Page 36 of Smooth Sailing

“So, you gonna come out and help me with tacos?”

She bit the side of her lip while her right shoulder inched up before she let both go and requested, “Can I try tomorrow night?”

“No pressure. I said I wasn’t going to push, and I meant that. But warning, I won’t push, but my encouragement might take a harder slant.”

She smiled at that, not a big one, but it was a definite smile before she said, “Consider me warned.”

“I’ll bring you in some tacos,” I offered.

She nodded.

If she ate them, along with her smile, that would be a win for the night.

I left her room, returned to mine, changed out of my clothes and into some cutoff jean shorts and a cute black tee with ruffle sleeves and a plunging V neckline (and I was ignoring why I chose a semi-fancy tee with cleavage, when it was unlikely I’d wear it to hang around the house, it was more a going-out-for-coffee or a movie item of apparel), and I headed to the kitchen.

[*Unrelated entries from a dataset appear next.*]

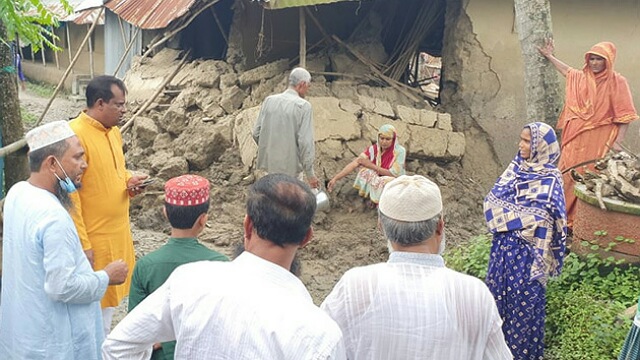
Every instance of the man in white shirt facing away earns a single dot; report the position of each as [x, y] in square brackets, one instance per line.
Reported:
[250, 308]
[412, 306]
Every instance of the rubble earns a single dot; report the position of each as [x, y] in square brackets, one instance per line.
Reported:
[203, 119]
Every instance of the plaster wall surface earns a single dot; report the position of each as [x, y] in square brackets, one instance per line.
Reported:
[483, 64]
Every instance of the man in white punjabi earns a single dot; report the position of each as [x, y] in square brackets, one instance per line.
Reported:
[284, 131]
[412, 307]
[50, 296]
[246, 309]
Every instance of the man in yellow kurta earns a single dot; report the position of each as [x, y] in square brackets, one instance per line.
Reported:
[102, 204]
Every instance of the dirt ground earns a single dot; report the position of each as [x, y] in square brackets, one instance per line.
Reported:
[61, 108]
[346, 236]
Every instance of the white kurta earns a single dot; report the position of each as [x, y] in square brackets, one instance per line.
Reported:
[246, 309]
[413, 307]
[50, 305]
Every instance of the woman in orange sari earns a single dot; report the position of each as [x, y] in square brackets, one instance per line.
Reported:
[597, 111]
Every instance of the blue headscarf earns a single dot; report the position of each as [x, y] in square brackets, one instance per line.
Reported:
[528, 201]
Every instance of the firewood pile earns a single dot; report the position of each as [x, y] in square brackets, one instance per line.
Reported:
[617, 175]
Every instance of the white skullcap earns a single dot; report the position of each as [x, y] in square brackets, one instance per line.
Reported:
[410, 198]
[48, 134]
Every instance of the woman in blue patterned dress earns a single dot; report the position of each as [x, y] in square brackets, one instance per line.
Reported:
[525, 212]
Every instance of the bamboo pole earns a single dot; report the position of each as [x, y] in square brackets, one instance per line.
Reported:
[11, 148]
[44, 61]
[55, 53]
[177, 30]
[303, 37]
[162, 86]
[220, 27]
[69, 43]
[124, 37]
[126, 51]
[90, 44]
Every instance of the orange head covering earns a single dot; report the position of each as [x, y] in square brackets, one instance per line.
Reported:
[597, 99]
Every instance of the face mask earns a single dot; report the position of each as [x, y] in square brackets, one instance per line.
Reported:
[66, 184]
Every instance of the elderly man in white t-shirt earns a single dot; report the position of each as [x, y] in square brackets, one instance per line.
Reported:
[249, 308]
[412, 306]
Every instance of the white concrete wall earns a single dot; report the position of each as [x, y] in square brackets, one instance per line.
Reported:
[577, 25]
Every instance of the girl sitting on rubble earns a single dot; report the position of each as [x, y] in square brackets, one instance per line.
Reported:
[378, 164]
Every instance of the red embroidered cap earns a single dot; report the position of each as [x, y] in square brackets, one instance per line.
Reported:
[186, 190]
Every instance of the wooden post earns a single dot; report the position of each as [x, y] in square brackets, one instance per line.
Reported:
[124, 37]
[69, 44]
[11, 148]
[220, 27]
[126, 51]
[55, 53]
[303, 37]
[90, 43]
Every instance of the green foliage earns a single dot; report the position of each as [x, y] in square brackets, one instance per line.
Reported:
[28, 119]
[31, 20]
[41, 89]
[471, 258]
[583, 303]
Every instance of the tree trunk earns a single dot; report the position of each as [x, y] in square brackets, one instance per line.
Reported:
[15, 165]
[542, 89]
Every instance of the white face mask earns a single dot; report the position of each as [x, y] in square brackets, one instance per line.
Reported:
[389, 247]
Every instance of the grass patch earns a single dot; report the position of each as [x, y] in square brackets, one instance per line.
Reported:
[583, 303]
[41, 89]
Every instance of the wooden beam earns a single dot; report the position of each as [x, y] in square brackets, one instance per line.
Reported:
[407, 91]
[126, 51]
[303, 37]
[220, 27]
[44, 61]
[68, 43]
[11, 148]
[90, 44]
[124, 37]
[55, 53]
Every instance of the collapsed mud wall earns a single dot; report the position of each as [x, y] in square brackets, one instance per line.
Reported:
[203, 120]
[474, 94]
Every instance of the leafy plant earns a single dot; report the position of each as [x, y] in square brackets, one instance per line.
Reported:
[41, 89]
[583, 303]
[28, 118]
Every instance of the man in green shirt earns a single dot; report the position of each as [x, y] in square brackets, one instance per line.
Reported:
[186, 202]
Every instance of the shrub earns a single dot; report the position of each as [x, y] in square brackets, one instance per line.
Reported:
[583, 303]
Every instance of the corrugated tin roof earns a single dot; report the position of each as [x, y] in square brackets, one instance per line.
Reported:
[150, 14]
[281, 4]
[88, 17]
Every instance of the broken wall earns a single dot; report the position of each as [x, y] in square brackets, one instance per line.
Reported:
[483, 79]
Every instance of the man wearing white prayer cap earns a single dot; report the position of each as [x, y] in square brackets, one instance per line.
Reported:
[413, 307]
[50, 300]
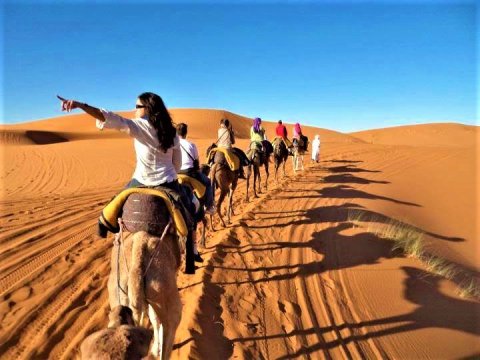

Muzzle was sprawled in all his faded-jeans-and-tee biker badass on my couch, his focus to the TV, where a true crime doc was playing.

“True crime fan?” I asked as I moved toward the kitchen.

His gaze came to me, it dropped to my legs, his eyes got lazy then they came to mine.

So noted: Muzzle was a leg man.

“Misery loves company,” he replied.

“What?” I queried.

“It’s not good to know there are other sick fucks people have to deal with out there. It’s still good to know we’re not the only ones who are constantly dealing with sick fucks.”

Interesting.

“So that means…?” I prompted.

“People have problems, cops can’t sort it, or they don’t got the money for lawyers or private dicks, or whatever they need to get the problem gone, they come to us, and we get the problem gone.”

Interesting.

“And that means?” I pressed.

He looked to the wall beyond, which was the guest bathroom, and beyond that was Suzette’s room, then back to me.

But he spoke no words.

I realized his look to the wall was his answer.

Sadly, it also wasn’t.

“I’m afraid our short acquaintance has not guided me to understanding your meaningful glances,” I said as I began to move around the kitchen to get dinner started.

I returned my attention to him when he busted out laughing.

He also turned off the TV, rose to his hot-biker-guy height, and moved to the kitchen island.

“Had a lady whose teenage daughter was being sexually blackmailed by some anonymous twat on social media. The girl couldn’t deal. She took her own life. The cops were going too slow, and bottom line, this fuck was doing it to other girls. We found the guy and put him out of commission. Gratis. She got justice, other girls got out from under his thumb. And done.”

I stared at him. “How did you put him out of commission?”

He shot me a panty-melting, white smile. “Now that, even old ladies don’t know. There’s brotherhood shit, Diana, where no one gets in. And it isn’t about keeping the women out. It’s about keeping anyone who isn’t a brother out. Learn that early.”